"She's answered so many questions already," her husband says. "Can't this wait?"
"I'm afraid it can't."
"I keep reliving the feeling of my tires hitting that poor man's body," she says, her voice dry and flat as the Arizona desert. She doesn't hear her husband's frustration with all the red tape and what he calls badgering. "Gawd, I haven't slept since."
The pills prescribed by her physician ease the emotional pain of killing another human being, but they don't help her sleep. Nothing helps her sleep.
She desperately needs to shut down and wake up later to find out that the accident has all been a bad dream. But that isn't going to happen.
Her husband slides a protective arm around her waist.
"It's all right," she says.
But it isn't.
She has replayed the accident how many times?
Dozens? Millions? Everywhere she looks, she sees it again. The man's stunned face, the surprise registering in his eyes.
"There isn't much to tell," she says by rote. "It happened so fast. I was looking for a parking spot. Probably not going over twenty miles an hour. I noticed a man sitting on the curb, and I think I was looking at him. He seemed to be dressed in layers of clothing, none too clean, I thought at the time, and I wondered what he was doing in that neighborhood. If I hadn't been distracted, hadn't been watching him…"
"You don't have to do this," her husband says gently. She sees him glare at her inquisitor.
She tries to smile at her husband, reassure him, but the corners of her mouth won't turn up. The pills, she is sure. They have numbed her emotions, but not enough to ease the pain deep inside.
"He came from the same side of the street, a little in front of the man on the curb, and he literally flew at me. I saw his startled face, and then he must have realized what was happening, because I saw his expression of horror." She leans against her husband. "That's it. I slammed my foot on the brake, but he was already under… under the tire. People started screaming, 'Back up.

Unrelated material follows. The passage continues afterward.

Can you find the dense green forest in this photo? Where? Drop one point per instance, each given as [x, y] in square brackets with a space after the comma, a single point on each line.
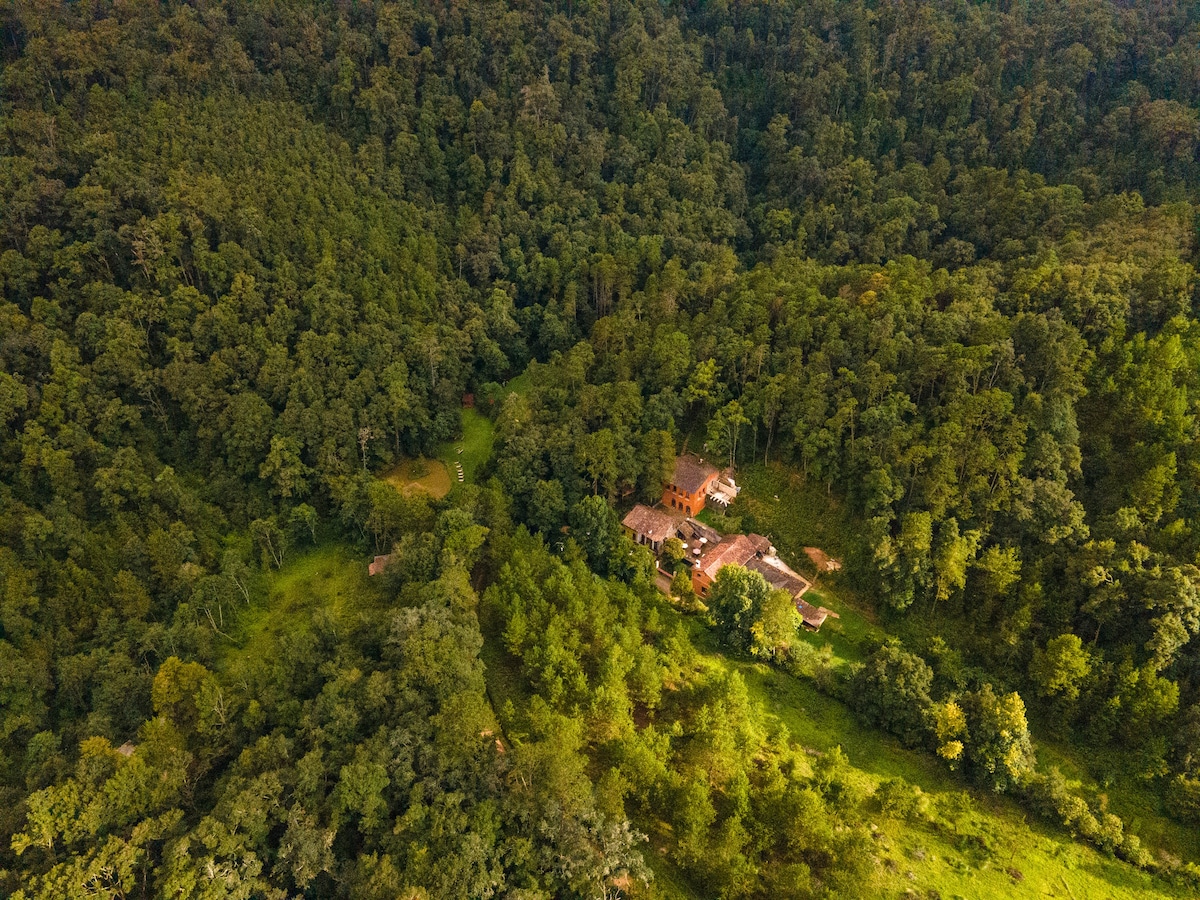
[936, 261]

Back up.' And I did."
She covers her face and struggles for composure. Her husband hands her a tissue and protests again.
"Really," he says. "This is too much."
"Getting out and seeing him like that was the hardest part," she continues. "All those people gathered around trying to help him. And he twitched and then lay motionless, and I knew. I knew he was dead."
"Did you see a box?" The man looks up from his notepad where he has been taking notes, and she notices how intense his eyes are. Watchful, studying, calculating. Perhaps hoping for some inconsistency in her side of the story, a plausible reason to arrest her for manslaughter. Her arrest is a possibility, even though her husband doesn't believe it will happen.
"A box?" She shakes her head, wishing to be helpful.
"No, he wasn't carrying anything that I recall." She frowns and concentrates. "I think… uh… no, sorry… no box that I remember."
"This is the last time," her husband says, anger in his voice. "I mean it. She's repeated the story for the last time."